Like so many others in this field, Landercasper recognized that “there [have] always been people ‘left in the lurch’” — but the phrase “‘left in the lurch’ really just feels rough, because it feels like almost this idea that they’re just not acknowledged, and I don’t think that’s the case,” Landercasper said.
“I think that the solutions are hard and huge and not easily understood, and so I wouldn’t want it to sound like anybody’s given up on anyone. It’s just … there’s no easy way to solve it.”
The social determinants of health
These socioeconomic disparities could be interpreted as a public health concern, too, because in a way, “everything is a public health concern,” according to Pitkin County epidemiologist Carly Senst. Her work is focused on understanding and mitigating the spread of illness — case management, data-tracking and communication.
And while the public health department isn’t charged with solving the cost of living crisis, it’s on their mind. People who “live in areas with lower indicators of health,” such as lower income levels and more housing instability, suffer “more negative health outcomes due to any infectious disease,” Senst said.
That can spell far-reaching effects for the well-being of the valley, because the people whose labor propels the resort economy are often the ones facing those disparities.
“These individuals are our workers. They are our cleaners, our chefs, our servers, our bartenders, our ski (instructors) — I mean, these are people integral to our community, and any threat to their well-being, their children’s wellbeing, is a threat to our community,” Senst said.
“Those problems existed before, and then COVID really threw contrast onto it,” Senst said.
Dr. David Brooks, chief medical officer at Valley View Hospital in Glenwood Springs, sees that heightened awareness as a benefit that emerged from all the tumultuous downsides of the COVID pandemic. Health care providers are now more conscientious of the ways in which life circumstances such as financial status, housing and language can affect individual well-being, he said.

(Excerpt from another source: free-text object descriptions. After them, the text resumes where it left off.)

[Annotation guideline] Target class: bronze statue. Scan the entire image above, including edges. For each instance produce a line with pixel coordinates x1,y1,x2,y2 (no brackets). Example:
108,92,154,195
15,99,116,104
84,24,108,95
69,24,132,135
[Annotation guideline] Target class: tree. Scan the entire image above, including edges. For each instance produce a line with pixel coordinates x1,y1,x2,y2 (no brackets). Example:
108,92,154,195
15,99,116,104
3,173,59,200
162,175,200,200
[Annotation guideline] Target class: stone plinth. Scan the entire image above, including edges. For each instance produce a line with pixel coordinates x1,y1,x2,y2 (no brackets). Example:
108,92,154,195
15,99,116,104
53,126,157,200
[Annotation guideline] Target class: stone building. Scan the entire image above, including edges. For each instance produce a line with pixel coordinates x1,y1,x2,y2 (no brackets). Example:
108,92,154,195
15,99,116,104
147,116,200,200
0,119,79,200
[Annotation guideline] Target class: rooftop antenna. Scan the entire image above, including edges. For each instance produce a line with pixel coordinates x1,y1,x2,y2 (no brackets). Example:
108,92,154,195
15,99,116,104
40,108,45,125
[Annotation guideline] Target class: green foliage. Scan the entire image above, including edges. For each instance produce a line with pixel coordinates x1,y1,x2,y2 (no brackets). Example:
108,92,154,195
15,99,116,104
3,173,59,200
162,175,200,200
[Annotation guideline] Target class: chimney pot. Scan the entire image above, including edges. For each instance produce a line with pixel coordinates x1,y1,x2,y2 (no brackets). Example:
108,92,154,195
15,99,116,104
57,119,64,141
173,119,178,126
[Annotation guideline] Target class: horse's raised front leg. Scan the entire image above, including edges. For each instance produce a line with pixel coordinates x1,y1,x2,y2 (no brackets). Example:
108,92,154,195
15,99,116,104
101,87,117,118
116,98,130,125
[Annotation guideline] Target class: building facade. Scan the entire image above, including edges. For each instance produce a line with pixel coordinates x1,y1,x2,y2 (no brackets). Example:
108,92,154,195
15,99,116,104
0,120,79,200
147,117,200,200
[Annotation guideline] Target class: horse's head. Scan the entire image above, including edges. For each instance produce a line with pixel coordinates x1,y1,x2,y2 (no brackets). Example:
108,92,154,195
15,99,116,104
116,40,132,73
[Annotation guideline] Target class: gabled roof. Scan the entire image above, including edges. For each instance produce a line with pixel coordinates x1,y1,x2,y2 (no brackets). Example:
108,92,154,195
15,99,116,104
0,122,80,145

“It really has focused health care on viewing health outcomes through a lens of social determinants of health,” Brooks said.
He said the pandemic also improved channels of communication and partnerships across different agencies — a sentiment echoed by other medical professionals as well as nonprofit and business leaders.

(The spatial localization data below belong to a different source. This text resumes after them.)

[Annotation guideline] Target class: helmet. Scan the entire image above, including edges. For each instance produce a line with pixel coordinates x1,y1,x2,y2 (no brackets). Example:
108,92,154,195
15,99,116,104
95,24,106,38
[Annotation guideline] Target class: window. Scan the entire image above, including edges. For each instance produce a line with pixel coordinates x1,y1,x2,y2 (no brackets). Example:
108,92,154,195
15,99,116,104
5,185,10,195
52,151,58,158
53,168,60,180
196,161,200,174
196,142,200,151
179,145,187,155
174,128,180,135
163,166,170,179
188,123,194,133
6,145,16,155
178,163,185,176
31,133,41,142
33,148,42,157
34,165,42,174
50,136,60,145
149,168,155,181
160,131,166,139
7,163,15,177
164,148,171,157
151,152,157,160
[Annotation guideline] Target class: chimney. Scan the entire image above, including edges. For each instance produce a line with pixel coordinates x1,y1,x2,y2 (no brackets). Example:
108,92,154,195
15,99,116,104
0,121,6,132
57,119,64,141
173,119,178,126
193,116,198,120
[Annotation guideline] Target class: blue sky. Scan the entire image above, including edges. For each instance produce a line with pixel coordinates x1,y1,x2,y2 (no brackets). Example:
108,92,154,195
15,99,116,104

Sand noted: “There’s no one who I was working with during the pandemic that I couldn’t pick up the phone to [call] now, so that’s a very powerful plus.”
“The collaborative legacy of the pandemic is pretty profound here in our county,” Sand said. “It’s really good.”

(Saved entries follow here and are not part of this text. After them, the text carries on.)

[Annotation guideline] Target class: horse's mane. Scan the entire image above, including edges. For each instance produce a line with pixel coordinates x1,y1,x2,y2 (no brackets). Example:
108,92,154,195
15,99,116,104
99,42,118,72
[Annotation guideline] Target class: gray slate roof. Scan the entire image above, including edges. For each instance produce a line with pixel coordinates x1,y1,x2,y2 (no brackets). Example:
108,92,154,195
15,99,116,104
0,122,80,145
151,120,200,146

Sand also praised organizations — such as the Savings Collaborative, formerly LaMedichi — that are working to help people build savings and generational wealth to withstand future crises. Those buffers — while not a be-all-end-all solution to economic disparities — can make a major difference in families’ well-being and protect them from predatory lending. (And the nonprofit is now teaming up with Pitkin, Eagle and Garfield counties on a Financial Empowerment Center in Glenwood Springs.)
“That we did that, that all that stuff happened, that people were as adaptable and resourceful and creative to try and keep people’s lives together — that’s an amazing story of human survival, really,” Sand said.
And that’s the lens she prefers to apply to life after COVID: “We are actually pretty damn resilient.”